Публика перемигивалась, хохотала и громко аплодировала остроумному артисту. Не понравилось его выступление только некоторым коммунистам да совхозному уполномоченному НКВД. Об этом он заявил Гулевичу-Гулевскому в беседе наедине после концерта. Закончилась же эта беседа в Краевом управлении НКВД.
—Жестикуляция-то у вас тогда получилась случайно или намеренно?—спрашиваю я у Гулевича-Гулевского.
—Какое там случайно,— машет он рукой. —Перед концертом присмотрелся я к совхозникам и вижу, что они против советской власти во как настроены.
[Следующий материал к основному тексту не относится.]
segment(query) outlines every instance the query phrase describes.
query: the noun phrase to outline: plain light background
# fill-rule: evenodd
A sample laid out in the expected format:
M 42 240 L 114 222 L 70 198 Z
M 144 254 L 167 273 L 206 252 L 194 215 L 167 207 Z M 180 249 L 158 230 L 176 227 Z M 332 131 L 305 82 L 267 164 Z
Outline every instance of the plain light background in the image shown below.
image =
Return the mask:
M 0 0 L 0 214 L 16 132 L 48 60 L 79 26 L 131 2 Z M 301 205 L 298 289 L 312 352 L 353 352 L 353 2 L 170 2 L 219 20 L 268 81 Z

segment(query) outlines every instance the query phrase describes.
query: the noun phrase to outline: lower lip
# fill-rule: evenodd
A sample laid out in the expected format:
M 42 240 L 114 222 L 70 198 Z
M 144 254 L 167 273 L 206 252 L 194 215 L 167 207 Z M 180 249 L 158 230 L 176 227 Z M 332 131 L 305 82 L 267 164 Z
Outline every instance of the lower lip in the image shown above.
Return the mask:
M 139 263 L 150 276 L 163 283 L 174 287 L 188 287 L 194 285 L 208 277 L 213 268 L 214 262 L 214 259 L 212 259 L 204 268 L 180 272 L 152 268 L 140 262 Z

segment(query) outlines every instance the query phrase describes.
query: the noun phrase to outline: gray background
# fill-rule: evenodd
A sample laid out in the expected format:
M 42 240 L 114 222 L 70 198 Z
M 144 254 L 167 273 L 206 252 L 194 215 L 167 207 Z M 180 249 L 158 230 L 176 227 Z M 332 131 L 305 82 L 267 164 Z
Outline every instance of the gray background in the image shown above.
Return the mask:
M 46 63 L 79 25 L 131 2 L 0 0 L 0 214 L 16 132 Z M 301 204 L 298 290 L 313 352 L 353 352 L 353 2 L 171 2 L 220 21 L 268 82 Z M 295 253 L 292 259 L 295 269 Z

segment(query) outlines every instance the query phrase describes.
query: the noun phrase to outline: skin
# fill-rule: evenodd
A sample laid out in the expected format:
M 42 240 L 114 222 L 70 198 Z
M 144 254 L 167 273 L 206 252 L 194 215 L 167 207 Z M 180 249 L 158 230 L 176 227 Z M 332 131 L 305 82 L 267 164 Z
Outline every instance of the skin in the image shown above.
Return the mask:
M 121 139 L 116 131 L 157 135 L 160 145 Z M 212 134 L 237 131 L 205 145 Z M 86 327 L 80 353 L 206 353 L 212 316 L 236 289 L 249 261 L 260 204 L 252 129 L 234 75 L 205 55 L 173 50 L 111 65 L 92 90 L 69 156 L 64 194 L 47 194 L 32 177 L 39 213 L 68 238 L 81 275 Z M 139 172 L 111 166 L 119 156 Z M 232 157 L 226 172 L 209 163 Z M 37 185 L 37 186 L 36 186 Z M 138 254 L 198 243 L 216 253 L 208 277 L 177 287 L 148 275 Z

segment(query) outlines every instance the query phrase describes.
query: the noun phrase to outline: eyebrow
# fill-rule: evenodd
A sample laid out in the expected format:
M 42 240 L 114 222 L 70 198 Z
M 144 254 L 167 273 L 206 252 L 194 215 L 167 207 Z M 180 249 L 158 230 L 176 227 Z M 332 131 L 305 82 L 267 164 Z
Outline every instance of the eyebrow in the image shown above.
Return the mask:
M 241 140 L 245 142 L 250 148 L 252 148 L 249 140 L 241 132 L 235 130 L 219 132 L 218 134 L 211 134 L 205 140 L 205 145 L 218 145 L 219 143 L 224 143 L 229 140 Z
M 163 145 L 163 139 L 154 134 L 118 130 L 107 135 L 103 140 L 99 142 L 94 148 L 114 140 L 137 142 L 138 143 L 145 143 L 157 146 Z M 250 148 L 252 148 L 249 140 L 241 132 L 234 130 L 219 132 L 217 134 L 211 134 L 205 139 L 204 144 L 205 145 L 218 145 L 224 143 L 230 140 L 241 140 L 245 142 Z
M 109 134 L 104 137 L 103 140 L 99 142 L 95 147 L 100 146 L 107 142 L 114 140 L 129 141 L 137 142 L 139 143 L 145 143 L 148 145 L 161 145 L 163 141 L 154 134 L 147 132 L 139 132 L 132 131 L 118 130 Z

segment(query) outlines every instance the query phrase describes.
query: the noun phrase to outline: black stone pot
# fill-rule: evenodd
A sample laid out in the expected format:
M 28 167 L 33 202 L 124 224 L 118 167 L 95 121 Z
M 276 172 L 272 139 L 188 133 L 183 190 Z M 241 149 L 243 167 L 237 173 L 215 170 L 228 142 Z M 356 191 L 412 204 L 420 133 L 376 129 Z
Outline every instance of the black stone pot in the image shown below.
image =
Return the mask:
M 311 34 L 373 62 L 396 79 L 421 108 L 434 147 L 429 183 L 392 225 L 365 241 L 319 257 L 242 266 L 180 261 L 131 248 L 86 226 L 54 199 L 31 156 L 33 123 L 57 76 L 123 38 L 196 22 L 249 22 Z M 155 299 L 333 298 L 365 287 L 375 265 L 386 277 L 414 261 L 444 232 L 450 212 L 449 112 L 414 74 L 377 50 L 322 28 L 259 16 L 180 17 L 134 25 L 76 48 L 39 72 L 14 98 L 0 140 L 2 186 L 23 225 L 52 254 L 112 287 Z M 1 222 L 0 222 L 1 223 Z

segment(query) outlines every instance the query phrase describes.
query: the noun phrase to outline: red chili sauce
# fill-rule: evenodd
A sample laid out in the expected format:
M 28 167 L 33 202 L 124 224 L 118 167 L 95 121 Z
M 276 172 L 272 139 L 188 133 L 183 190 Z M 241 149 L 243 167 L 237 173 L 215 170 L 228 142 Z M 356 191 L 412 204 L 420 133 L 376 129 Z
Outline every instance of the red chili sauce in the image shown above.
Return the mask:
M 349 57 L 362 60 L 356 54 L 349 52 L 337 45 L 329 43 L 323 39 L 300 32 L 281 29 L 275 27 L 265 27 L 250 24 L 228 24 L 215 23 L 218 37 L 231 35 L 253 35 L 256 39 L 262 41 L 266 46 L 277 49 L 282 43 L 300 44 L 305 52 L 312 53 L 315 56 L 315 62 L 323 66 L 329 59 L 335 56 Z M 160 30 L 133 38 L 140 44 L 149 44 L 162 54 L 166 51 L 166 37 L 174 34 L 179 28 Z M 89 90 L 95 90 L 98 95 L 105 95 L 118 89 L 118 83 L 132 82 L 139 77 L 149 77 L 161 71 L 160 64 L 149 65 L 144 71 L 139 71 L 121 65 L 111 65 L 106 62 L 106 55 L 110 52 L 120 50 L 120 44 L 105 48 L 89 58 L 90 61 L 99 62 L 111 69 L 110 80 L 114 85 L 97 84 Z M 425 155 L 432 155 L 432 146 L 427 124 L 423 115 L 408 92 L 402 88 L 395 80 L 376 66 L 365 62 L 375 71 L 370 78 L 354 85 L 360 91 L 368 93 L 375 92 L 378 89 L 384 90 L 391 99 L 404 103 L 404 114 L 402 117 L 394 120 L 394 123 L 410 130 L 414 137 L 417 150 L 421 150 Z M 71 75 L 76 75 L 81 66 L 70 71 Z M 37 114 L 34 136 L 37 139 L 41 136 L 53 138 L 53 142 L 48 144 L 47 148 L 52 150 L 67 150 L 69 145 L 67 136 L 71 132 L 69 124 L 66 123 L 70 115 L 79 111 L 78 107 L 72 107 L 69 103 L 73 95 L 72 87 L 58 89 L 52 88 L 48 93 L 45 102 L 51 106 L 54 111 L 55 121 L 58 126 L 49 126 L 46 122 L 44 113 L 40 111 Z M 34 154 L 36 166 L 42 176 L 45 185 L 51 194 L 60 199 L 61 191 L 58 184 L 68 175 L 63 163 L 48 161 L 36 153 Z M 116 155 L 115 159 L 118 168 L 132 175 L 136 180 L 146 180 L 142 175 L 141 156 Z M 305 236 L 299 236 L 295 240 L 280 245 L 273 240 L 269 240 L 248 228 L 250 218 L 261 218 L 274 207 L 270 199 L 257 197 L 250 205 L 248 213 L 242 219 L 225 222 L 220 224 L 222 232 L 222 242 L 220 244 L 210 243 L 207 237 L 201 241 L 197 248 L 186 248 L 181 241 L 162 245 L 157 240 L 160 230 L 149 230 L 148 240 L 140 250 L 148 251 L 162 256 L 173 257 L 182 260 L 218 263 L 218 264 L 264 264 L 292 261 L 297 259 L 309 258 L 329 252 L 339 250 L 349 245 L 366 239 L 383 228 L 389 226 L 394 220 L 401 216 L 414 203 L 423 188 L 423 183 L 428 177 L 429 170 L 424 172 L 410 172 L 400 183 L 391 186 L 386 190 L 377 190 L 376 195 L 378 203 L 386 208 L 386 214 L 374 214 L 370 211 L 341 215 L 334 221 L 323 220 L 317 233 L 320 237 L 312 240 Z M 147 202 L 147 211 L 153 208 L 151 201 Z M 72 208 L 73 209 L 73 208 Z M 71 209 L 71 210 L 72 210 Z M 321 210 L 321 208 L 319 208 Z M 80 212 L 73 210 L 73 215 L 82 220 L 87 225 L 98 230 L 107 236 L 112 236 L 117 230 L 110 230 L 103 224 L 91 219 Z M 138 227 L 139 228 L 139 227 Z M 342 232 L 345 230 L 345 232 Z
Ну и решил доставить им удовольствие. А из удовольствия вот что получилось.
—Раскаиваетесь теперь?
—Ну, а как же? Ведь никому не хочется из-за пустяков под пулю идти.
5. Намек
Пятигорский кавалерийский полк праздновал двадцатую годовщину Красной армии. Программа празднования состояла из обычных в таких юбилейных случаях двух отделений; в первом было торжественное заседание с речами, во втором — концерт красноармейской самодеятельности.
После речей полкового и городского партийного начальства, от имени отличников военной учебы выступил лучший из них — красноармеец Федор Клим-чук. Его речь, переполненная обязательствами и клятвами верности большевистской партии и правительству, была заранее составлена политруком и утверждена партийным бюро полка. Оратор только заучил ее наизусть и на торжественном заседании повторял по памяти, ста
раясь не сбиться, не выпустить из нее ни одного слова и ничего к ней не прибавлять. Только в самом конце Климчук позволил себе вставить в речь одну собственную фразу, которой, по его мнению, там нехватало. Он громко, как лозунг, выкрикнул ее:
—Товарищи! Будем смелыми, как Сталин! Этот выкрик вызвал совершенно неожиданный для Климчука эффект. Физиономии сидевшего в президиуме полкового и городского начальства вытянулись, покраснели, а затем побледнели. Секретарь горкома партии с перепугу икнул, командир полка отрывисто крякнул, а политрук, писавший протокол заседания, сломал карандаш. Из затемненного зала послышались смешки красноармейцев, а в задних рядах кто-то даже громко захохотал. Первым оправился от неожиданности председательствовавший в президиуме заместитель начальника штаба дивизии. Он вскочил из-за стола и крикнул в зал:
—Торжественное заседание объявляю закрытым! После десятиминутного перерыва начнется концерт!..
Слушать и смотреть этот концерт Федору Климчуку не пришлось. Еще до начала концерта он сидел "на губе" — в полковом арестном помещении — недоумевая, за что же, собственно, его туда посадили. Не рассеялось его недоумение и на последовавших затем допросах в краевом управлении НКВД.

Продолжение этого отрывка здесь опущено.